I do think that Christianity as a faith is getting a bad rap from the "mainstream" media and hollywood these days. You couldn't get away with talking about Islam or Mohammed the way the name of Christ is thrown around. But, you also have to consider that the excesses of the church. The televevangelist and the politics that bomb countries and try to rewrite the political discourse has a lot to do with it. Somewhere, in my fundi youth I remember a passage from the bible. I remember it said something about "Judgement starts in the house of God." So, maybe the "right wing church" needs to check itself. Just saying.

Anyway, (Holy keyboard Batman, He started a paragraph without "I." ) Anyway, there are some things that I do think about our political situation. To my conservative friends: Yes, I do think health care is a universal right. I do think putting a price tag on a human beings health is evil. Yes, I do think civilians in Iraq are just as important to "God" as Americans and Israelies. Yes I do think a nation as rich as America should build houses for the homeless and provide food for the poor.

No, I don't think the Hispanics coming across the border to try and find a way to feed their families is a giant threat to truth, justice and the American way. No, I don't think God Almighty gave this nation to the Europeans and drove out the savages before us. NO, I don't think Jesus esteems the American Constitution above all political law and thought in this world.

No, I don't think just because a millionaire or a billionaire built a corporation that it gives them the right to take advantage of their fellow men/women and pay slave wages. Yes, I do think if you take a people group and put them in chains. Tell them they are subhuman and feed them with the frickin livestock and sell their babies that you do spirtual and financial damage. It doesn't just go away because it happened a long time ago. Time? Not much to it in the concept of an eternal moment. But, that's just me or as somebody once said "My Bag."

To my liberal friends: No, I don't think removing all concepts of an eternal purpose and relationship to our source is a great idea. No, I don't think there is any one entity that answers to the name of "Science." that replaces the need for a spiritual connection. No, I don't think everybody who disagrees with my president is a racist. No, I don't think we should take money from white people and give it to black people. No, I don't think we should keep dividing people as "People of color vs whitey."

Why not raise all people up? If you feed the poor and most of them are brown then you have already uplifted the minority. But, you have also uplifted all the poor and so the resentment of poor white people has also been addressed. I don't have guru's. I don't "believe" in a one size fits all religion, political system or world view.

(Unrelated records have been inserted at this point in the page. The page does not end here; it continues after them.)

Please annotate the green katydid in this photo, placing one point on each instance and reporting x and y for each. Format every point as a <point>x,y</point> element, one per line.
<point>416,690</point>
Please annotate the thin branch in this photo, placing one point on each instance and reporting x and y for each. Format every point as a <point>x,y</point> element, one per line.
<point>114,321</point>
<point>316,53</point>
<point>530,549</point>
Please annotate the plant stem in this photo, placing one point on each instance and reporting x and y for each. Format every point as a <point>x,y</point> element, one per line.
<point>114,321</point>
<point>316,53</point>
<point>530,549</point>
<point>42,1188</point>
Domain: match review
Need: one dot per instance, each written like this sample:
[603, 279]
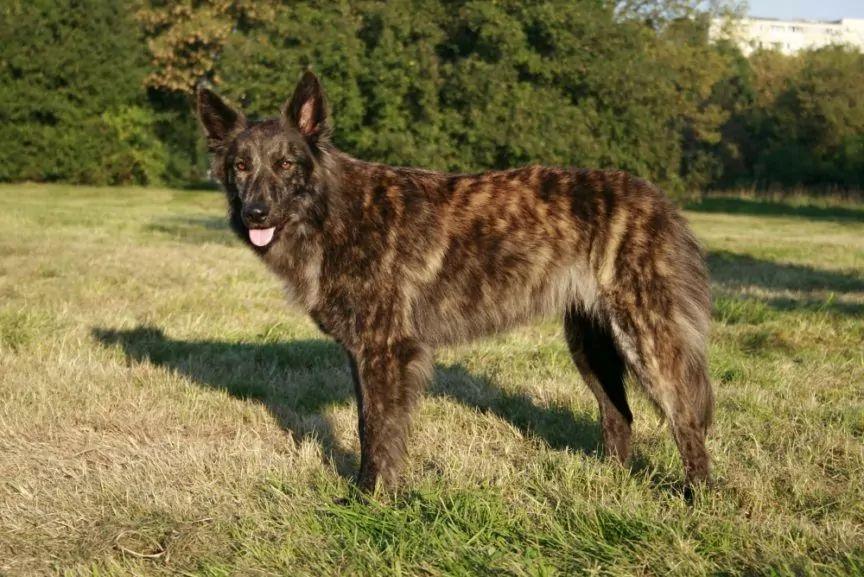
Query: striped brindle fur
[393, 262]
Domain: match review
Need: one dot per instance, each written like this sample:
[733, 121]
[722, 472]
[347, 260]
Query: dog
[392, 262]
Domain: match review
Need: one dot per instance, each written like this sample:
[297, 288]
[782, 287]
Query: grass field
[163, 412]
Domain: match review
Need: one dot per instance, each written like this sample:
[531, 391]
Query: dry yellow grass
[163, 411]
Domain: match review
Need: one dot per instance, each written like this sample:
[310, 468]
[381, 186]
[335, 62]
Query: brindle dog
[392, 262]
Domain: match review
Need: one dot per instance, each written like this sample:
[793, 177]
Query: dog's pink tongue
[261, 236]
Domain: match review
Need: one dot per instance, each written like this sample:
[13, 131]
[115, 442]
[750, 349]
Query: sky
[807, 9]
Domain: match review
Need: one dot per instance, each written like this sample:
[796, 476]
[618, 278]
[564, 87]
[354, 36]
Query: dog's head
[273, 170]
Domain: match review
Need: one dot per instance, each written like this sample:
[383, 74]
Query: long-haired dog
[392, 262]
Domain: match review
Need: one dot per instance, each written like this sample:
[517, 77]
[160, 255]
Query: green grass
[164, 412]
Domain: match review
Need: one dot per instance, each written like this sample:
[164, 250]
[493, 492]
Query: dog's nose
[255, 213]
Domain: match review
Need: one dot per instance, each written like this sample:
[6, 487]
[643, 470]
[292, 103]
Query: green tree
[72, 105]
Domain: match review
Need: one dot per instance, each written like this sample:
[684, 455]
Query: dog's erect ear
[219, 119]
[307, 110]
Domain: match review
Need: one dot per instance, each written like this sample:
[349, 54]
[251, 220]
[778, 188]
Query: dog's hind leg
[603, 369]
[668, 359]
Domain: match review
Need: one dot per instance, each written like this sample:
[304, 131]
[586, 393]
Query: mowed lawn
[163, 411]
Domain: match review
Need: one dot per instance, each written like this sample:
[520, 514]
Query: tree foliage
[72, 102]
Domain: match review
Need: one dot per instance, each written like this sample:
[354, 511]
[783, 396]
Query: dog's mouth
[261, 237]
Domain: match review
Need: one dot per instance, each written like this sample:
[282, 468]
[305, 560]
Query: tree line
[99, 91]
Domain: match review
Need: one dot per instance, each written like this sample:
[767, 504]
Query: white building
[788, 36]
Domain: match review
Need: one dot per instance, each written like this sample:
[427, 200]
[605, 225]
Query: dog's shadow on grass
[298, 381]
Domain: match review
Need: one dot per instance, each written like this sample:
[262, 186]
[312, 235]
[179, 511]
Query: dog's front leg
[387, 381]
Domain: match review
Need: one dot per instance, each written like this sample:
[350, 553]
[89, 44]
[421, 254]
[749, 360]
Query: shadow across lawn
[297, 381]
[757, 207]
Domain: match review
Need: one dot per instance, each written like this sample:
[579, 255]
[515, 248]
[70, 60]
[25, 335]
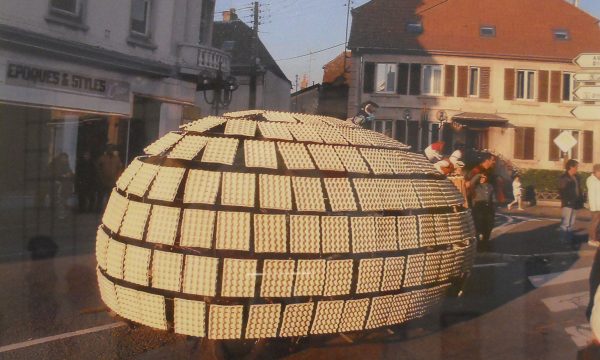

With all that said I will say this. Martin Luther King Jr. is one of my hero's. Know why? Not simply because he marched and sang Kumbaya. The reason he is a hero to me is the strength of his convictions. He didn't step back when the police came and say "Well, I'm the leader so I need to stay free. Take one of these little people and I'll do a soundbite." No, he stepped up and said "take me, I'll go to jail." Also, I believe he was coming to the conclusion that a rising tide lifts all boats. Let's lift up all who are poor and downtrodden. But, that message gets lost. Instead we divide people. It's the economic divide and not the color divide that oppresses humans. Poor people fight rich peoples war. 

No, this isn't meant to say I have the answers. There is plenty of room for debate and searching for answers. It's just some of the things that I have been thinking of this morning and this week.